I also have a family Bible. It is difficult to throw away a Bible. Although I did get rid of nine others, I kept the oldest and biggest. It was filled with locks of hair, wedding and funeral invitations, Confederate money, and forget-me-nots of people long forgot. Early this fall I put in two black-eyed Susans which Claire gave me. In ten years, will I remember that I put them in there and why? I’m not sure how much of the Bible I’ll read in the future. The heroes of the Old Testament seem to be the first cousins of the scoundrels who besieged Troy. Sometimes I have nightmares about climbing Jacob’s ladder and being met at the top by David, eager for me to collaborate with him on the definitive, annotated edition of the Psalms.

The only part of my library that remained relatively undisturbed was that devoted to children’s books or books which appealed to the child in the adult. Like Wordsworth’s poetry, fairy tales seem forever fresh. I did not keep Bettelheim, reckoning his book too much a reductio ad genitalia. Bettelheim was right, however, in believing that fairy tales are dragon slayers. Not simply for children, but also for adults. By describing the world of the always possible, fairy tales beguile away the long night and charm the shadows that darken the day.
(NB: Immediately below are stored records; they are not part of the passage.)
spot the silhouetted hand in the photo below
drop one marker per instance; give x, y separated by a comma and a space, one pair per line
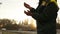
27, 6
28, 13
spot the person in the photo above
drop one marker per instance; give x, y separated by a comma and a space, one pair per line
45, 15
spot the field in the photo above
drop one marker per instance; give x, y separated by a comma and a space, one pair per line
22, 32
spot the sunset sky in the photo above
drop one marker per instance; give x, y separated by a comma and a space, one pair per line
14, 9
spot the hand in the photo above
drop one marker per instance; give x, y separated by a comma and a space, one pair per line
27, 6
28, 13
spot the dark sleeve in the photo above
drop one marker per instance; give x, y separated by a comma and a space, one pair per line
38, 9
49, 13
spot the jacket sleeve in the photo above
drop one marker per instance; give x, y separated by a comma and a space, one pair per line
49, 13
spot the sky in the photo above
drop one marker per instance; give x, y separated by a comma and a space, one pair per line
14, 9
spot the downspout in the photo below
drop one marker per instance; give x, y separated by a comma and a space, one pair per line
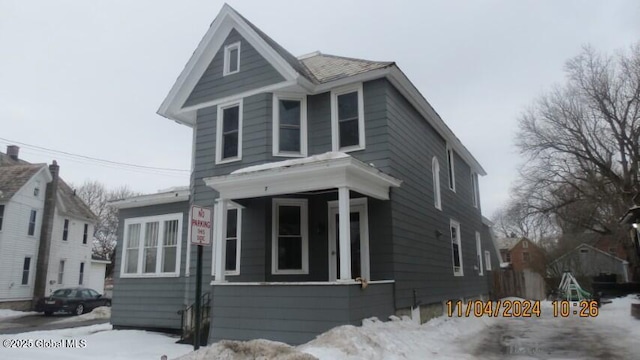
44, 247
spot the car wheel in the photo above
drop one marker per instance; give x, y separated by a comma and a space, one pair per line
79, 309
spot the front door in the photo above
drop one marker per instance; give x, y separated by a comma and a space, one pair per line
359, 229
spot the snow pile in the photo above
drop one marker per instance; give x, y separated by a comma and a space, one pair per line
100, 343
102, 312
248, 350
12, 314
287, 163
397, 339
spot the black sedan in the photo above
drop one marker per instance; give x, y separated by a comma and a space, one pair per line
76, 300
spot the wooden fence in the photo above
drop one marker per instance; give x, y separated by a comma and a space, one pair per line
524, 284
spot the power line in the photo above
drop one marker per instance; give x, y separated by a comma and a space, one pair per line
104, 161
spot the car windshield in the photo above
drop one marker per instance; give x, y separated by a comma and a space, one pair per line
64, 293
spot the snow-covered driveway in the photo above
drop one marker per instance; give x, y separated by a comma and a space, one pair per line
611, 335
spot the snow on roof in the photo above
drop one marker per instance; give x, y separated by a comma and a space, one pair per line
293, 162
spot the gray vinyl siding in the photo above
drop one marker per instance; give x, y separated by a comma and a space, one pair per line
293, 314
149, 302
422, 260
255, 72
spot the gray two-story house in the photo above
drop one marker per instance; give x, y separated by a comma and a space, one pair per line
338, 193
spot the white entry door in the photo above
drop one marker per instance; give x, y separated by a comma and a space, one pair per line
359, 228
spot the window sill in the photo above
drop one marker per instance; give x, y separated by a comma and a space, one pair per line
143, 276
229, 160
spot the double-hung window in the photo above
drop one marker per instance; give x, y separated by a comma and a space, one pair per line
26, 267
290, 241
479, 254
152, 246
32, 223
451, 169
347, 119
231, 59
456, 248
289, 125
435, 169
65, 230
229, 132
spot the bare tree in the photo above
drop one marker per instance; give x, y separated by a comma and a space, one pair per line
581, 142
97, 197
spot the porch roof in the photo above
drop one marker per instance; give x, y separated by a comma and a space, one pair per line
318, 172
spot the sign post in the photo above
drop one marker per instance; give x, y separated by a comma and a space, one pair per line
201, 225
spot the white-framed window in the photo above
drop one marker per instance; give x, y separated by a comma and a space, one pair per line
61, 272
233, 238
290, 237
85, 233
81, 275
347, 118
479, 254
435, 169
26, 267
456, 248
451, 169
487, 260
474, 190
152, 246
229, 132
65, 230
289, 125
231, 59
32, 223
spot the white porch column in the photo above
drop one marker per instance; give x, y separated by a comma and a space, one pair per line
220, 213
344, 216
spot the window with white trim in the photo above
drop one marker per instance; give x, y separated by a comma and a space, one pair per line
65, 230
152, 246
32, 223
487, 260
231, 59
229, 132
289, 125
233, 238
85, 233
290, 240
61, 272
474, 190
435, 169
347, 119
81, 275
456, 248
26, 267
479, 254
451, 169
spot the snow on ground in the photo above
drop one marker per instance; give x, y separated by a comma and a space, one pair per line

I kept many children’s books: The Wind in the Willows for Ratty’s “messing about in boats”; Horton Hatches the Egg for its wonderful depiction of all men’s dreams—day after day through the seasons man sits on eggs dreaming, invariably what he hatches turns out a surprise; Ferdinand the Bull for the cork tree and flowers far from the fret of life; Uncle Remus for Brer Rabbit, the downtrodden everyman who triumphs over the foxes of the world. With regret, I threw away The Little Engine that Could. For a child sure of immortality and whose heart leaps up when he beholds a rainbow in the sky, it is a joyful book. For a man beyond 35, a marriage or two, and an eternity of hopes, the Little Engine steams along on heartache.

Well, that’s the story of the books I left behind. I know I will regret leaving some. Tonight, though, I’m stretching out with Uncle Fred in the Springtime. It’s hot stuff, just the sort of thing to make one forget winter and a cold, lonely house. Mustard Pott, Pongo Twistleton, Horace Davenport, and Sir Roderick Glossopp are down at Blandings Castle livening up the old rock pile. Later I’ll read Charles Lamb, not “Dream Children,” however. The last time I read it, I called Claire. The line was busy. Upon the telephone company’s dark poles our fate often hangs. After the call, I threw away the address book with her phone number in it. I am sure I can forget the number if I give up eating Waldorf salad.